Tovrea Stockyards

When Edward A. Tovrea opened his stockyard operation in 1919, its location was far removed from the neighborhoods and commercial districts of Phoenix. Tovrea's impressive sprawling complex processed more than 300,000 head of cattle every year. The odiferous nature of Tovrea's enterprise soon began to pose serious challenges to surrounding development.

Italian immigrant Alessio Carraro initiated construction of an architecturally unique resort on a hilltop adjacent to the Tovrea property in 1928. Though well-planned and skillfully built, the wedding cake-like structure ,now known as Tovrea Castle, stood little chance of success as a place of lodging given its proximity to the foul smelling neighboring sheep and cattle lot. Defeated, Carraro abandoned his dream and sold the then uncompleted project to the Tovrea family in 1931.
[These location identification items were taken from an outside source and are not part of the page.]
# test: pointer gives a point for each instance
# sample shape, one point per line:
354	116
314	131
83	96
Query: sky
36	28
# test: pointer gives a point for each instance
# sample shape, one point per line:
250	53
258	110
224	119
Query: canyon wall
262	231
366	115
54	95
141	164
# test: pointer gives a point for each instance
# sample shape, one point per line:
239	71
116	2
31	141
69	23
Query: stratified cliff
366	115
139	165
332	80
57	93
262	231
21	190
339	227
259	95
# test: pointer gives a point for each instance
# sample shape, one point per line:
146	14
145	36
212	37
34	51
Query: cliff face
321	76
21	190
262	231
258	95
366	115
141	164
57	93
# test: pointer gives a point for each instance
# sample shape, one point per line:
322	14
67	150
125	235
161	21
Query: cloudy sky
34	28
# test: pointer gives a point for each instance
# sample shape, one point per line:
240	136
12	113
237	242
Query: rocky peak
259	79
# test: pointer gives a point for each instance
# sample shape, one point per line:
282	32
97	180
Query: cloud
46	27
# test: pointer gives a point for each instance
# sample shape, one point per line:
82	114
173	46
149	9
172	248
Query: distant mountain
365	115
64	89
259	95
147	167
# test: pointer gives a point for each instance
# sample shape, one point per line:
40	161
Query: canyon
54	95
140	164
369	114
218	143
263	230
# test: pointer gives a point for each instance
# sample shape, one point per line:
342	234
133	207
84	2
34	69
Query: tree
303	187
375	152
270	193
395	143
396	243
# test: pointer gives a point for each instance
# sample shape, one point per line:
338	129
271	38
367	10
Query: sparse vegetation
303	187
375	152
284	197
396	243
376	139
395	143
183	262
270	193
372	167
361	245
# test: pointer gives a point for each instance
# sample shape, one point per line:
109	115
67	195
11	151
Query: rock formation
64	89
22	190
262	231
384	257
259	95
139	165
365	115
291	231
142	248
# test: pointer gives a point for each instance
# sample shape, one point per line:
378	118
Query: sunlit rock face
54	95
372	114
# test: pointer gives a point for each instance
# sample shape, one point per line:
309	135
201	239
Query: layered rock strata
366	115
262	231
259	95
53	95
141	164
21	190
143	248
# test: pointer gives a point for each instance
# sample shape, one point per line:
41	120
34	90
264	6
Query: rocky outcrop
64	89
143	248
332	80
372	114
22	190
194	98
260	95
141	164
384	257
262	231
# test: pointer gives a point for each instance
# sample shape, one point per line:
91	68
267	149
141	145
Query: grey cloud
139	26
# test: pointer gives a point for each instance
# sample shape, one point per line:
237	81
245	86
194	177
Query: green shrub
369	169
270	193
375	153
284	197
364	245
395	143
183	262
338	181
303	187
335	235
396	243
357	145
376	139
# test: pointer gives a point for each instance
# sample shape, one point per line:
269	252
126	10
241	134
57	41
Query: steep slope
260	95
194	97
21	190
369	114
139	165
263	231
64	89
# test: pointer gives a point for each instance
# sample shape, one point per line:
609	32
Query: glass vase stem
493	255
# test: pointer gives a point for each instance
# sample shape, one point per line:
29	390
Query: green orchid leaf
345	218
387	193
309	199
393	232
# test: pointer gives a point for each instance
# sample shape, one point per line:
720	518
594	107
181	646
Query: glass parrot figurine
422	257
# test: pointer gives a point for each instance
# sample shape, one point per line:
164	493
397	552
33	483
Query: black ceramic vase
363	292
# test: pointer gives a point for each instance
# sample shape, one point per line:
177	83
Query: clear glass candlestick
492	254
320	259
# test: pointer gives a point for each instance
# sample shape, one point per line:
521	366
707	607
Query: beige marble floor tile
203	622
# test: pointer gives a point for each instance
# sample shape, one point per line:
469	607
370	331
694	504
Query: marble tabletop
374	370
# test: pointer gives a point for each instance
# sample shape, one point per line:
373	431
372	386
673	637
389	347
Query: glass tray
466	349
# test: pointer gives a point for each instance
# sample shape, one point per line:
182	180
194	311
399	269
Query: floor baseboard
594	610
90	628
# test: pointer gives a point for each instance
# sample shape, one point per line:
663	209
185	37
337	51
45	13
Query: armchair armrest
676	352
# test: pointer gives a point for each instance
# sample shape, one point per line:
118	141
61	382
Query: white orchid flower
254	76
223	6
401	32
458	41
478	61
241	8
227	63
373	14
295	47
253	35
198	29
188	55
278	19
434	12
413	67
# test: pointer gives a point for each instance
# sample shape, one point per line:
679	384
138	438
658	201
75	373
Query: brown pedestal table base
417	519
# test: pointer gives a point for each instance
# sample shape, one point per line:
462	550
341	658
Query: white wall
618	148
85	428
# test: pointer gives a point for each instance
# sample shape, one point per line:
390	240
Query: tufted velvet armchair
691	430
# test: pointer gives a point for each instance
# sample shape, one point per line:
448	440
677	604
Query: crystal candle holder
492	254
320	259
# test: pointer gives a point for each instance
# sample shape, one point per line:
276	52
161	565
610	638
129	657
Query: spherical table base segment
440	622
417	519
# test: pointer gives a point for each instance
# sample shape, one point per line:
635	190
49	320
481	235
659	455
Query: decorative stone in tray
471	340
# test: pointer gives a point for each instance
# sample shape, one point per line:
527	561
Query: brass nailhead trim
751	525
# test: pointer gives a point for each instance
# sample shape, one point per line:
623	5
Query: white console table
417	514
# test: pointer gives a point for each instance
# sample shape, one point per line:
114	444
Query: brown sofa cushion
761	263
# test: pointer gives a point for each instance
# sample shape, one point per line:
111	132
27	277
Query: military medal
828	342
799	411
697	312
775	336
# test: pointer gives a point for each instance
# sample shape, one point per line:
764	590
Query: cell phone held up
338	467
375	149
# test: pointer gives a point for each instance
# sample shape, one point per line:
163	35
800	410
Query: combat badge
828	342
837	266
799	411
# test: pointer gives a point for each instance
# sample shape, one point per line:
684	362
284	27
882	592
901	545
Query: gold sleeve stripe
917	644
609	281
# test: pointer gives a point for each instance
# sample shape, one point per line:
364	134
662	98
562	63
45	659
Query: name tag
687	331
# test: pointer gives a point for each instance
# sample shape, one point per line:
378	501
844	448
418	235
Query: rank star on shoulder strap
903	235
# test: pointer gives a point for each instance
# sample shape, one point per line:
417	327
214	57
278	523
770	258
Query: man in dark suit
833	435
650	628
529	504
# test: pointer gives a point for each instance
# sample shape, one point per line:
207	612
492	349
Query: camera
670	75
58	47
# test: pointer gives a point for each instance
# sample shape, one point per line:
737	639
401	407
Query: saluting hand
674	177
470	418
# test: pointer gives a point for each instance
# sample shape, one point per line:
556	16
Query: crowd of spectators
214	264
Similar challenges would plague J. Parker Van Zandt's nearby airport project, although the outcome was very different. Opened in 1929 as a base of operations for Van Zandt's Scenic Airways and acquired by the City of Phoenix in 1935, the airfield was often jokingly referred to as "The Farm" due to its location outside of the city. The rapid post-World War II growth of the Valley brought development to the area around Tovrea's cattle yard and the bustling airports. Nonetheless, the airport retained some degree of rural feeling as a result of the overpowering stench of manure wafting westward from the expansive Tovrea feedlot. When combined with the blistering Arizona sun, the potent aroma provided visitors and newly arrived residents deplaning at Sky Harbor with a quick and altogether unpleasant introduction to the Valley. This Chamber of Commerce nightmare continued throughout most of the 1950s, during which time the population of Phoenix increased by more than three hundred percent. Economic factors brought about the closure of the foul smelling cattle lot in the late 1950s, thereby preventing future Sky Harbor arrivals from being greeted with the unforgettable aroma of cattle waste and the stench of a noxious rendering plant.